Two-Thirds of Schools Have “Active Shooter” Drills Because America  

As if we needed further evidence: The existence of stock photos like this one suggest that school shootings have become an entrenched part of life in the U.S.


Remember those dull fire drills we all endured as children—month after month, snaking in long formation down the hallways and loitering at the periphery of the baseball field until the assistant principal blew the all-clear whistle? It turns out that today’s kids also experience a uniquely America-in-the-21st-century supplement to these exercises: the active-shooter drill.
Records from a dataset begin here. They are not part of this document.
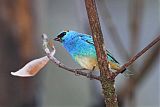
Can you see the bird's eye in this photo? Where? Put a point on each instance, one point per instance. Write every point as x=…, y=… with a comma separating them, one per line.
x=62, y=34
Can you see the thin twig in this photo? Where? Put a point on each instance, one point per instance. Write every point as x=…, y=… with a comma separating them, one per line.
x=61, y=65
x=132, y=59
x=133, y=82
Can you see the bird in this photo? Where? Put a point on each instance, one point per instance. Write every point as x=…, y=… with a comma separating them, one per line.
x=82, y=50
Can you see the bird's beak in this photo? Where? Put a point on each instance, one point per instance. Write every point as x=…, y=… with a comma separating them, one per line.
x=57, y=39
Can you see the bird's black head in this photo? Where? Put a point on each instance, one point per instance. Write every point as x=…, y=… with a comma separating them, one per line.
x=61, y=35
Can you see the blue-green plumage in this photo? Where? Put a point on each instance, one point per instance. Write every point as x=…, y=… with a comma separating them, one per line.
x=81, y=48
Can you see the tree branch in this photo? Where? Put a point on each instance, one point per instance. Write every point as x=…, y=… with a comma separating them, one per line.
x=107, y=84
x=61, y=65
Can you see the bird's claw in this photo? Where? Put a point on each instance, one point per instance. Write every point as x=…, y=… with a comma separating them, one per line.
x=89, y=75
x=76, y=73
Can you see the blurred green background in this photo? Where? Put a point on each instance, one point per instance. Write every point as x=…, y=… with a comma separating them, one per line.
x=22, y=22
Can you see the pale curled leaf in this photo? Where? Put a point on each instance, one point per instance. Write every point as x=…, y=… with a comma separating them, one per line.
x=32, y=68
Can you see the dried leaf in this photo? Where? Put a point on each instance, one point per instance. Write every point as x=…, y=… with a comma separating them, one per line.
x=32, y=68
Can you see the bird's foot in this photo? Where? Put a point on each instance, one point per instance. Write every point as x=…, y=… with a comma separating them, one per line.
x=89, y=75
x=76, y=73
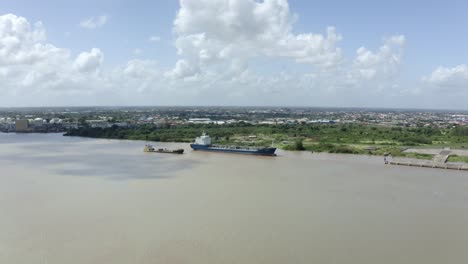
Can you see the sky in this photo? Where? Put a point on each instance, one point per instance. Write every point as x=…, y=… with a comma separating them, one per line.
x=395, y=54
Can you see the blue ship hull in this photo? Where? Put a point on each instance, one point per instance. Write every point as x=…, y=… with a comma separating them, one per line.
x=239, y=150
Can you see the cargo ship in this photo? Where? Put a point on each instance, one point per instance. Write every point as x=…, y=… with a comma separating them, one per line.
x=150, y=148
x=204, y=143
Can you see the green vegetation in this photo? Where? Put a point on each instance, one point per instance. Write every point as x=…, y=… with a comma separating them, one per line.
x=333, y=138
x=456, y=158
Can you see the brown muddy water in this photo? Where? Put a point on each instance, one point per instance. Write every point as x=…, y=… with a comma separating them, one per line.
x=75, y=200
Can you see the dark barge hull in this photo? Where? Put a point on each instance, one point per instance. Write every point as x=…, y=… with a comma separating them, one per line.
x=260, y=151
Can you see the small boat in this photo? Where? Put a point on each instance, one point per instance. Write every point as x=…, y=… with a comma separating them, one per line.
x=150, y=148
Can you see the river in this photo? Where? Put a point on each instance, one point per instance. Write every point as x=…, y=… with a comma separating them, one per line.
x=77, y=200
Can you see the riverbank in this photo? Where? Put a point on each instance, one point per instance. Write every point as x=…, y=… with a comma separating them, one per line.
x=337, y=138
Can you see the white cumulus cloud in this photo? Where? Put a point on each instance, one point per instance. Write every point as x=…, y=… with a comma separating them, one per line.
x=154, y=38
x=214, y=33
x=94, y=22
x=456, y=77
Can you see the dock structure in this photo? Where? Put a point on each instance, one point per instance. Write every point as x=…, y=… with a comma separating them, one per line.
x=439, y=161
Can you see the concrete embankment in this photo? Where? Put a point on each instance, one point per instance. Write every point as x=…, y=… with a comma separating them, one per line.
x=439, y=161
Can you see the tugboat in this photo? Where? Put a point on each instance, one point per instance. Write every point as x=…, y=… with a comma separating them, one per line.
x=204, y=143
x=150, y=148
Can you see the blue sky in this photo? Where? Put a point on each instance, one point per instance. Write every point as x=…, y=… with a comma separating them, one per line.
x=415, y=52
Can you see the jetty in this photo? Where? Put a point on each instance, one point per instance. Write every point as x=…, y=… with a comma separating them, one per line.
x=439, y=161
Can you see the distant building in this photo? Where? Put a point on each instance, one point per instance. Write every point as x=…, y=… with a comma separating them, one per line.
x=21, y=125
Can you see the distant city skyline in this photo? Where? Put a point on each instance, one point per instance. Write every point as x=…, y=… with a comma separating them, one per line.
x=234, y=52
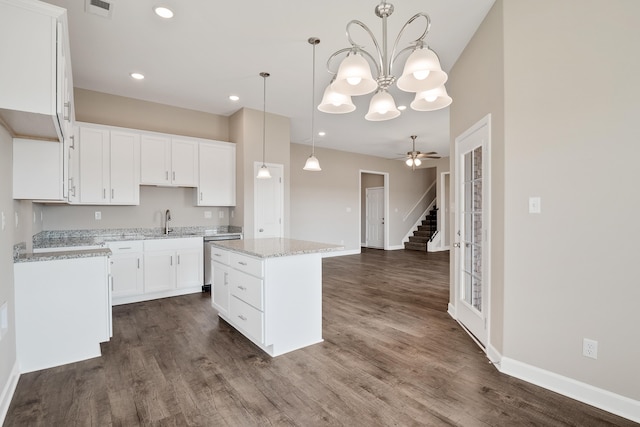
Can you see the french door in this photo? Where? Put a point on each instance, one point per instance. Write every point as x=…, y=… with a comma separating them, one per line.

As reported by the Associated Press last week, a survey by the Government Accountability Office found that nearly two-thirds of U.S. schools hold some form of “active-shooter” drills to teach kids and teachers how to react in the event that an armed intruder enters the school: “‘Lockdown, lockdown, lockdown,’” the article begins—and it gets more macabre from there:


Some schools make their drills very realistic, simulating the sounds of gunshots and using smoke and fake blood. In one case, armed police officers with weapons drawn burst into a Florida middle school, terrifying staff and students alike…. GAO investigators said one district noted “the difficulty of striking a balance between providing knowledge and inciting fear, particularly at schools with younger children.”


Uh, yeah, that’s a tricky one.

In the 1950s, schools conducted “duck and cover” drills to prepare students for the eventuality of an atomic bomb; my mom remembers being herded out of the classroom, lined up against the lockers, and told to fold her arms over her head—as if crisscrossed arms would really safeguard any child from a mushroom cloud. (Here’s a great video for anyone interested in reliving the magic.) From this distance, those exercises appear absurd and almost quaint in their naïveté—yet another rabble-rousing gambit to dramatize the imminent Commie threat that never was.


But active-shooter drills? They are horrifying for the opposite reason—because, in a nation that now has more guns than people, they might just be necessary.

Not a single U.S. school was ever hit by an atomic bomb, obviously, but plenty have been attacked by shooters with military-grade weapons: There have been, according to the AP article, 25 shootings at elementary schools in the U.S. (though one Sandy Hook-formed advocacy group has offered a much higher estimate of 64 school shootings in 2015 alone). So perhaps, deranged as it sounds, instructing teachers to lock their doors and hit the lights, and students to flee to “designated safe locations,” is the logical solution to a very real problem. At any rate, enacting these apocalyptic exercises is certainly easier than reforming gun laws—so what if a few third-graders get traumatized in the process?

As Yakov Smirnoff would say, “What a country!”